Heracles se encogió de hombros y suspiró, como si se viera en la obligación de dar una mala noticia y ello le causara cierto pesar.

– Ven -dijo-. Detengámonos aquí y hablemos.

Se hallaban en una zona despejada, junto a una Stoa de paredes decoradas con pinturas que evocaban rostros humanos. El artista había suprimido todos los rasgos salvo los ojos, que permanecían abiertos y vigilantes. A lo lejos, en la calle observada por la luna, ladró un perro.

– Diágoras -dijo Heracles con lentitud-, pese al breve tiempo que llevamos tratándonos, creo conocerte un poco, y sospecho que lo mismo te ocurre a ti conmigo. Lo que voy a decirte no te va a agradar, pero es la verdad, o parte de ella. Y tú me has pagado para saberla.

– Habla -dijo Diágoras-. Te escucharé.

Empleando un tono tan delicado como las alas de un pequeño pájaro, Heracles comenzó:

– Trámaco, Antiso y Eunío han llevado… y llevan… una vida, digamos, un tanto disipada. No me preguntes el motivo: no creo que debas sentirte responsable como mentor.
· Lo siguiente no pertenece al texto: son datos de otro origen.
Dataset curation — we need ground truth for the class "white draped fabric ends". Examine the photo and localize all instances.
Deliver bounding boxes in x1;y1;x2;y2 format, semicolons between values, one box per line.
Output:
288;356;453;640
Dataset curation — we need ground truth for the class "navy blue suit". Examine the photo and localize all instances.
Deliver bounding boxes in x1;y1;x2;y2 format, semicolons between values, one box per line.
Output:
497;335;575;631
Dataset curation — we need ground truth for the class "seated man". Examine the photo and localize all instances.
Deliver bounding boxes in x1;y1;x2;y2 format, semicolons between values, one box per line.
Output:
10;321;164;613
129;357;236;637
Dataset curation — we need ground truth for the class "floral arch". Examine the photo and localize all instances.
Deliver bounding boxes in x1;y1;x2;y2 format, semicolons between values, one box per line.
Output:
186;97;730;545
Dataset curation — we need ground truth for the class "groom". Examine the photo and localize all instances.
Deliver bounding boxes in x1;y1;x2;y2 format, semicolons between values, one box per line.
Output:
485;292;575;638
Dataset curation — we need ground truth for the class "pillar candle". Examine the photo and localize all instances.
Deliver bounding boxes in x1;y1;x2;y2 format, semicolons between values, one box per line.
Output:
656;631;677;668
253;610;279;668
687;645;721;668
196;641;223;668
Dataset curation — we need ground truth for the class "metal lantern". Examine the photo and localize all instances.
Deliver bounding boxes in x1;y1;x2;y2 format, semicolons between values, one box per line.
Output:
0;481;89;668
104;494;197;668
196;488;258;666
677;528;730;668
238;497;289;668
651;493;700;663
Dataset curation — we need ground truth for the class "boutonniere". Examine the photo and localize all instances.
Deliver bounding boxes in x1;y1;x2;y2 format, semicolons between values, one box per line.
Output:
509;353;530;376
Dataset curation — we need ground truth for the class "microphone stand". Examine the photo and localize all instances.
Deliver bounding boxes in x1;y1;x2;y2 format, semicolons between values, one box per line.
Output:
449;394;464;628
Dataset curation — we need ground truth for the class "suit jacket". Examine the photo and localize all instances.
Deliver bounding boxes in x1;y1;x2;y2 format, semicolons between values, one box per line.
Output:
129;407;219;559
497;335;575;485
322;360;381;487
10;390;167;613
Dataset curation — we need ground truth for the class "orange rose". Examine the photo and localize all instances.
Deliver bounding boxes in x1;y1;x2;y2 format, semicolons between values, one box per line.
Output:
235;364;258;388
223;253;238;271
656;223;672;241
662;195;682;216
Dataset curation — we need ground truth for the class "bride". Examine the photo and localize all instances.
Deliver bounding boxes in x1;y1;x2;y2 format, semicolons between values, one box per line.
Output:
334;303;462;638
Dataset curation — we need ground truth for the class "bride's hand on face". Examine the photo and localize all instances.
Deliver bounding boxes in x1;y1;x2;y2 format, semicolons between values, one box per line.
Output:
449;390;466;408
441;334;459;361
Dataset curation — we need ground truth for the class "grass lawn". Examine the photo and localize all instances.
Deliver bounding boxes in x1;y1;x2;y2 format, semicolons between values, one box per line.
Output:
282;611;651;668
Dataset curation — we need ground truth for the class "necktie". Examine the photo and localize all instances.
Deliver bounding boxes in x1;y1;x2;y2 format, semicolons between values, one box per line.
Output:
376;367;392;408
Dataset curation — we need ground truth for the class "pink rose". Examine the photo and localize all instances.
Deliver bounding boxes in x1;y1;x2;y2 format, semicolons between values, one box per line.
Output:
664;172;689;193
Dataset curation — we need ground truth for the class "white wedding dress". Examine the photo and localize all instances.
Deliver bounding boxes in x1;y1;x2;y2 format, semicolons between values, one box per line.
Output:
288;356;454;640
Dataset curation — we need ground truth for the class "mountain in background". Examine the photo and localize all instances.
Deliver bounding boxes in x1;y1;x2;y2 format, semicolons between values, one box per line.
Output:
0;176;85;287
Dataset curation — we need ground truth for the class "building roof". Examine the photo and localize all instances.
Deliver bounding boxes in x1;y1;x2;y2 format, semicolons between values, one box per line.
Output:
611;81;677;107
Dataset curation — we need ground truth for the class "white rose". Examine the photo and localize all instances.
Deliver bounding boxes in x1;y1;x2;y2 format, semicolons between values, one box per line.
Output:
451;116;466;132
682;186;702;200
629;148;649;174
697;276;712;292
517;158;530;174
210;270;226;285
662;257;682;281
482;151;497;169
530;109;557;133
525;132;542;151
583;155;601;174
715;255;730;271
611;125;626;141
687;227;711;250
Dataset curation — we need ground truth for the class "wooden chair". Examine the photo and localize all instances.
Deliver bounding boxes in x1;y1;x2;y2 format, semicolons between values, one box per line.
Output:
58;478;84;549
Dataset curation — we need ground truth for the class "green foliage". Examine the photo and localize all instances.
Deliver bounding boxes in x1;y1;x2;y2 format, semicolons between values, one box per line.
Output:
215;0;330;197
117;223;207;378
Pero el hecho es éste: que la Academia les aconseja rechazar las emociones vulgares del placer físico, así como participar en obras teatrales, pero ellos se relacionan con hetairas y hacen de coreutas… -alzó una mano con rapidez, como si hubiera percibido que Diágoras se hallaba a punto de interrumpirle-. En teoría, esto no es malo, Diágoras. Incluso puede que algunos de tus colegas mentores lo conozcan y lo permitan. A fin de cuentas, son cosas de jóvenes. Pero en el caso de Antiso y Eunío… y probablemente de Trámaco… Bien, digamos que exageraron un poco. Conocieron a Menecmo, aún no sé cómo, y se convirtieron en fervientes… discípulos de su… peculiar «escuela» nocturna. El esclavo que contraté para que siguiera a Antiso anoche me dijo que, después de actuar en el teatro que hemos visto, Eunío y Antiso se marcharon con Menecmo a su taller… y participaron en una pequeña fiesta.

– Una fiesta… -los ojos de Diágoras se movían, vigilantes, en sus órbitas, como si quisieran abarcar de una sola mirada toda la figura del Descifrador-. ¿Qué fiesta?

Los ojos del viejo vigilaban, asomados… el taller de esculturas… un hombre maduro… varios adolescentes… reían… resplandores de las lámparas… mientras los adolescentes aguardaban… una mano… cintura… El viejo se pasó la lengua por los labios… la caricia… un jovencito, mucho más hermoso… completamente desnudo… el vino derramado… Así, decía… El viejo, sorprendido… mientras el escultor… acercándose… lento y suave… más suave… Ah, gimió… al tiempo que los demás jóvenes… redondeces. Entonces, volcados todos… postura extraña… piernas… desesperante… en la penumbra… con el sudor… Espera, le oyó murmurar… «Increíble», pensó el viejo. [45]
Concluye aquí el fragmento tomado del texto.